Atualmente lançamos carbono na atmosfera a um ritmo consideravelmente mais acelerado; pela maioria das estimativas, pelo menos dez vezes mais rápido. Essa taxa é cem vezes mais rápida do que em qualquer outro ponto da história humana anterior ao início da industrialização. E neste exato instante há pelo menos um terço a mais de carbono na atmosfera do que em qualquer outro momento nos últimos 800 mil anos — talvez até mesmo nos últimos 15 milhões de anos. Os humanos ainda não estavam por aqui. O nível dos oceanos era pelo menos 30 metros acima do que é hoje.

Muitos enxergam no aquecimento global uma espécie de dívida moral e econômica, acumulada desde o início da Revolução Industrial, e acham que agora a conta chegou, depois de vários séculos. Na verdade, mais da metade do carbono dissipado na atmosfera devido à queima de combustíveis fósseis foi emitido apenas nas últimas três décadas. Ou seja: trouxemos mais prejuízos para o destino do planeta e sua capacidade de sustentar a vida humana e a civilização depois que Al Gore publicou seu primeiro livro sobre o clima do que em todos os séculos – ou milênios – anteriores. As Nações Unidas propuseram uma série de protocolos sobre o clima em 1992, inequivocamente informando ao mundo do consenso científico: isso significa que já engendramos mais destruição de caso pensado do que por ignorância.

Na década de 40, o sistema climático parecia, para a maioria dos observadores humanos, estável.
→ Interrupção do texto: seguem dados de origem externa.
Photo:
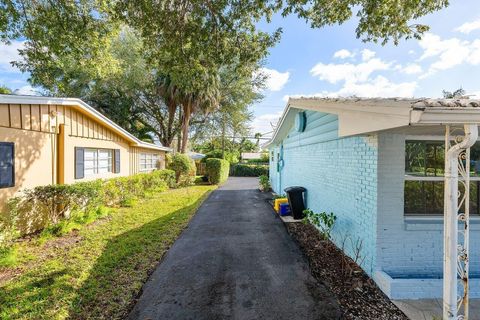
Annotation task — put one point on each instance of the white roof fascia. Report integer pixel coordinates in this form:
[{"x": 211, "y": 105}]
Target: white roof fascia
[
  {"x": 18, "y": 99},
  {"x": 443, "y": 116},
  {"x": 363, "y": 116}
]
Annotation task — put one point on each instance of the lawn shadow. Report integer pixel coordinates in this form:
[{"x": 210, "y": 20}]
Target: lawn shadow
[
  {"x": 114, "y": 281},
  {"x": 127, "y": 261}
]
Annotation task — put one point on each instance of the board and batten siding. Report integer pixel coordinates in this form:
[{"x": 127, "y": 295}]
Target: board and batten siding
[
  {"x": 340, "y": 175},
  {"x": 36, "y": 117},
  {"x": 135, "y": 158},
  {"x": 41, "y": 133}
]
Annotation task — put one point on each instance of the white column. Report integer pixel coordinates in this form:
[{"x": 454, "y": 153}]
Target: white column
[{"x": 451, "y": 219}]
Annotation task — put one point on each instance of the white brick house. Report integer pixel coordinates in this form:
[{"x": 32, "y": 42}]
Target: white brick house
[{"x": 378, "y": 164}]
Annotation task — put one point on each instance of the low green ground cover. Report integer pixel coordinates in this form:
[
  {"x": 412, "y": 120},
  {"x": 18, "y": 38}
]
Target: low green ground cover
[{"x": 96, "y": 270}]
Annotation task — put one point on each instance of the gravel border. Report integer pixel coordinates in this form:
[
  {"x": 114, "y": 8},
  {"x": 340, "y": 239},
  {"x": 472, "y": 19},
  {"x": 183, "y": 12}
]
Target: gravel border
[{"x": 358, "y": 295}]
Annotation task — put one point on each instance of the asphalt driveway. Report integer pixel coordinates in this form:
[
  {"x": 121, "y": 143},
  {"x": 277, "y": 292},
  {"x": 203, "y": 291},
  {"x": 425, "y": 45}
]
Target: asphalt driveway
[{"x": 234, "y": 261}]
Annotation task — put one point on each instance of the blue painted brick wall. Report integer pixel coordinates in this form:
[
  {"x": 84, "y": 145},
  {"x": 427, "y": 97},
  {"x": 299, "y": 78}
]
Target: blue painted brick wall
[
  {"x": 340, "y": 176},
  {"x": 408, "y": 247}
]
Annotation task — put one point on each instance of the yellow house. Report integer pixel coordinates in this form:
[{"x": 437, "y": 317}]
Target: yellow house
[{"x": 46, "y": 140}]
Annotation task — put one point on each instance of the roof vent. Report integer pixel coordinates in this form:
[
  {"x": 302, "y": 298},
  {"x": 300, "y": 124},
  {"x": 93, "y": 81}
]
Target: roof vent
[{"x": 301, "y": 121}]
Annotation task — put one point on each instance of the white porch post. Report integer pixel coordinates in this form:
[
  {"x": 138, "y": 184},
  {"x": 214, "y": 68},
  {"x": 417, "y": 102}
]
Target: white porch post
[{"x": 455, "y": 261}]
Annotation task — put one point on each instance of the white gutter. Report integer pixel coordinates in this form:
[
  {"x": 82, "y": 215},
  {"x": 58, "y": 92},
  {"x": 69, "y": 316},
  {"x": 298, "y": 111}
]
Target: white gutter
[{"x": 18, "y": 99}]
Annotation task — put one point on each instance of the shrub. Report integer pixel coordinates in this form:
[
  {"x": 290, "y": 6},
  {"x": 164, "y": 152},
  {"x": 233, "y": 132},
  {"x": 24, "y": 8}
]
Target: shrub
[
  {"x": 49, "y": 207},
  {"x": 264, "y": 183},
  {"x": 189, "y": 178},
  {"x": 263, "y": 159},
  {"x": 181, "y": 164},
  {"x": 217, "y": 170},
  {"x": 231, "y": 156},
  {"x": 247, "y": 170},
  {"x": 323, "y": 221}
]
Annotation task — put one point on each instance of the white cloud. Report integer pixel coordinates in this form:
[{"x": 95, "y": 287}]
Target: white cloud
[
  {"x": 377, "y": 87},
  {"x": 275, "y": 80},
  {"x": 468, "y": 27},
  {"x": 264, "y": 122},
  {"x": 27, "y": 91},
  {"x": 412, "y": 68},
  {"x": 9, "y": 53},
  {"x": 343, "y": 54},
  {"x": 448, "y": 53},
  {"x": 367, "y": 54},
  {"x": 334, "y": 73}
]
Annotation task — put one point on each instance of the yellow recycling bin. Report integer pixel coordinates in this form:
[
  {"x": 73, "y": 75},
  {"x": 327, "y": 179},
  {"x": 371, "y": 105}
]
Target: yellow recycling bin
[{"x": 276, "y": 204}]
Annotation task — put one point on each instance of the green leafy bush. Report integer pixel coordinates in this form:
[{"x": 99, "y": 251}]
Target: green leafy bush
[
  {"x": 57, "y": 208},
  {"x": 248, "y": 170},
  {"x": 263, "y": 159},
  {"x": 217, "y": 170},
  {"x": 323, "y": 221},
  {"x": 264, "y": 183},
  {"x": 182, "y": 165},
  {"x": 231, "y": 156}
]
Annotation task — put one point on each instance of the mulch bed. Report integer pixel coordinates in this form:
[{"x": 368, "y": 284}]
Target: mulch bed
[{"x": 357, "y": 294}]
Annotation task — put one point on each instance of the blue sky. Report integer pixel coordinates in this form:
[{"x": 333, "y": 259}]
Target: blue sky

Os cientistas haviam compreendido o efeito estufa e de que maneira o carbono produzido pela queima de madeira, carvão e petróleo podia esquentar o planeta e desequilibrar tudo o que nele vive.. Mas ainda não tinham visto para valer o efeito, o que o fez parecer menos um fato observável do que uma profecia sombria, a se cumprir somente num futuro distante – talvez nunca. Em 2016, semanas após a assinatura desesperada do Acordo de Paris, o sistema climático resvalava para a devastação, transgredindo o limiar da concentração de carbono – 400 partes por milhão na atmosfera terrestre, no linguajar sinistramente banal da climatologia –, que fora, por anos, a linha vermelho–vivo traçada pelos cientistas ambientais diante do avanço destrutivo da indústria moderna. Claro, isso não nos deteve: apenas dois anos depois, atingimos uma média mensal de 411 partes por milhão, e a culpa impregnou o ar do planeta tanto quanto o carbono, embora preferíssemos acreditar que não a respirávamos.

Há uma ameaça, a não ser que haja uma mudança de rumos no uso de combustíveis fósseis, que o muitas partes do planeta se tornem mais ou menos impróprias para os humanos até o fim do século. É nesse curso que seguimos alegremente a passos céleres – para mais de 4ºC de aquecimento até o ano de 2100. Segundo algumas estimativas, isso significaria que regiões inteiras da África, da Austrália e dos Estados Unidos, partes da América do Sul ao norte da Patagônia e da Ásia ao sul da Sibéria ficariam inabitáveis devido ao calor direto, à desertificação e às inundações. Certamente isso as tornaria inóspitas, assim como muitas outras regiões. Esse é o nosso itinerário, é a base de onde partimos. Porque, se o planeta foi levado à beira da catástrofe climática no tempo de vida de uma geração, a responsabilidade por evitá-la recai sobre uma única geração, também. E sabemos de qual geração estamos falando. Da nossa.